Prostitutes in the USSR: Women who weren't there, but they were
Some Russian people say that the Soviet Union was a supernatural state where there was no sex. But that's certainly not the case at all...
Of course, prostitution existed in the USSR - it was just underground. In fact, the situation with it was something similar to the situation in other countries - men met the same needs as in the countries of the "Capitalist West". In Soviet Union it was just more complicated, expensive and unsafe ways.
Back in 1956, the Soviet Criminal Investigation Department had a very curious document, which was compiled by the operational workers of the 9th department, and which contained information about 600 prostitutes working in Leningrad (Current Saint Petersburg). It turned out that prostitutes find clients at railway stations, in city squares, and in expensive restaurants and cafes.
According to a study of Leningrad operatives, the very process of working prostitutes practically did not differ from the same in other countries - girls invited clients to their homes or a special brothel, most often located in the apartment of an old grandmother, who also had income from this. It was also possible to have sex in a taxi car (the driver was aware was leaving the car during the process) or even just in a quiet entrance, on the stairs or in a deaf yard (which in Leningrad was a lot).
The cost of prostitutes' services in the fifties was from 25 to 100 rubles, which in terms of post-reform money (after 1961) was from 2.5 to 10 rubles. A bottle of vodka in the USSR (before the war in Afghanistan) cost 2.87, a good lunch in a cafeteria would cost about 1 ruble, so count for yourself whether this service was cheap or expensive).
The most interesting thing in all of this is that prostitution in the Soviet law did not exist. There was no special article for prostitution. Instead, prostitutes were arrested in for all kinds of "collateral violations" such as drunkenness, noisy behavior, petty hooliganism, and others. In general, the situation here was not very different from other spheres of life in the USSR.
The raids on prostitutes were carried out not only by the police, but also by all kinds of "volunteer vigilantes," Komsomol detachments and "police assistance brigades". Often funny scenes of prostitutes getting into the police can be found in Soviet cinema of perestroika time.
An interesting stage in the life of Soviet prostitutes began around the early 1970s. According to criminologists, around these years there was a class of so-called "elite prostitutes" who worked with foreigners and got paid with Dollars. This business involved a whole infrastructure, including hotel management, which provided meeting places, restaurant managers (under whose protection were given reservations for tables), etc. Of course, all those involved received part of the prostitute's income.

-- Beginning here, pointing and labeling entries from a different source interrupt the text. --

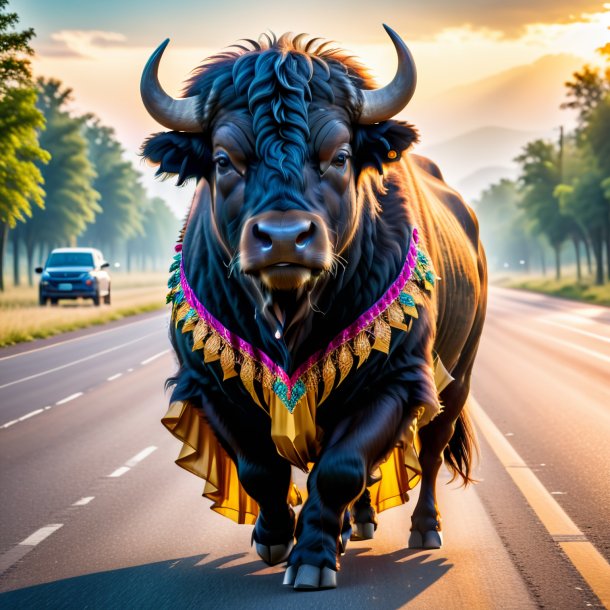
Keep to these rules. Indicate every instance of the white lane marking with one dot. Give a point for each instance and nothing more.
(31, 414)
(583, 555)
(18, 552)
(63, 401)
(83, 501)
(38, 536)
(24, 417)
(130, 463)
(119, 472)
(140, 456)
(577, 330)
(101, 332)
(154, 357)
(63, 366)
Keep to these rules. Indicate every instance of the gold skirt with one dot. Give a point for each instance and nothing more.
(203, 455)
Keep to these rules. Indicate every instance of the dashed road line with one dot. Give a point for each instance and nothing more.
(30, 414)
(84, 501)
(42, 534)
(68, 364)
(140, 456)
(144, 362)
(119, 472)
(130, 463)
(11, 557)
(63, 401)
(582, 554)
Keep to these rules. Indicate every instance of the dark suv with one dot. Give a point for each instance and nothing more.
(71, 273)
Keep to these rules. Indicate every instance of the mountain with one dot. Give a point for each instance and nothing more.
(474, 184)
(473, 160)
(475, 131)
(524, 98)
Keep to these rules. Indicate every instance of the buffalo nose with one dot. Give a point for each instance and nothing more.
(292, 237)
(283, 234)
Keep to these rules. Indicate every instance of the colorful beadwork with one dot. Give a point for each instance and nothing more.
(325, 369)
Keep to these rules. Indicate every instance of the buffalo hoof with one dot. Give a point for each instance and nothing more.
(432, 539)
(274, 553)
(307, 577)
(363, 531)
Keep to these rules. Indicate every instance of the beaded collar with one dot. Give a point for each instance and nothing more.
(265, 380)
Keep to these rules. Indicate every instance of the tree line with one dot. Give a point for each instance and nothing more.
(64, 180)
(561, 197)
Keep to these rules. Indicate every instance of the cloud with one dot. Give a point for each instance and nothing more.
(509, 18)
(79, 43)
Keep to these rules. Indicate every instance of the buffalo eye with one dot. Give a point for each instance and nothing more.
(223, 163)
(340, 159)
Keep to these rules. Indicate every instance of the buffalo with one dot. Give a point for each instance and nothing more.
(328, 294)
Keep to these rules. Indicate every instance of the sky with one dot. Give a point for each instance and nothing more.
(99, 48)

Around the same years, the KGB realized that it would be a good idea to take advantage of this situation, after which many "elite prostitutes" serving foreigners started working for the KGB. The tasks were very different - they could order, for example, to get some information from a client, to follow someone, to make photocopies of certain persons or documents, and so on. Or they could just collect dirt on this or that person.
The link "prostitute - KGB" worked particularly hard during the few international events held in the USSR, such as the 1980 Olympics. During the Olympics, recruited prostitutes worked in Moscow hotels "Rossiya", "Metropol", "Intourist", "Belgrade", and also in the Kiev hotel "Rus".
A little bit about the hierarchy in this business. It appeared exactly in the Soviet years and does not differ much from the one that exists now. The upper echelon is, as it has already been said, "Elite Dollars prostitutes" who work at expensive hotels. The lower rank is ordinary ruble prostitutes, most often finding clients in restaurants and cafes and bringing them to their homes or brothels. In contrast to the "Elite prostitutes" these women often had additional income from prostitution.
The "lowest caste" was considered to be ordinary street, station or road prostitutes. They had the highest level of sexually transmitted diseases.
In the late eighties, with the beginning of perestroika, prostitutes became more courageous and open. Around this time, with the beginning of Glasnost (openness and transparency policy popularized by Mikhail Gorbachev), many magazines began to publish a lot of material about what used to be prohibited, including many funny materials about prostitutes.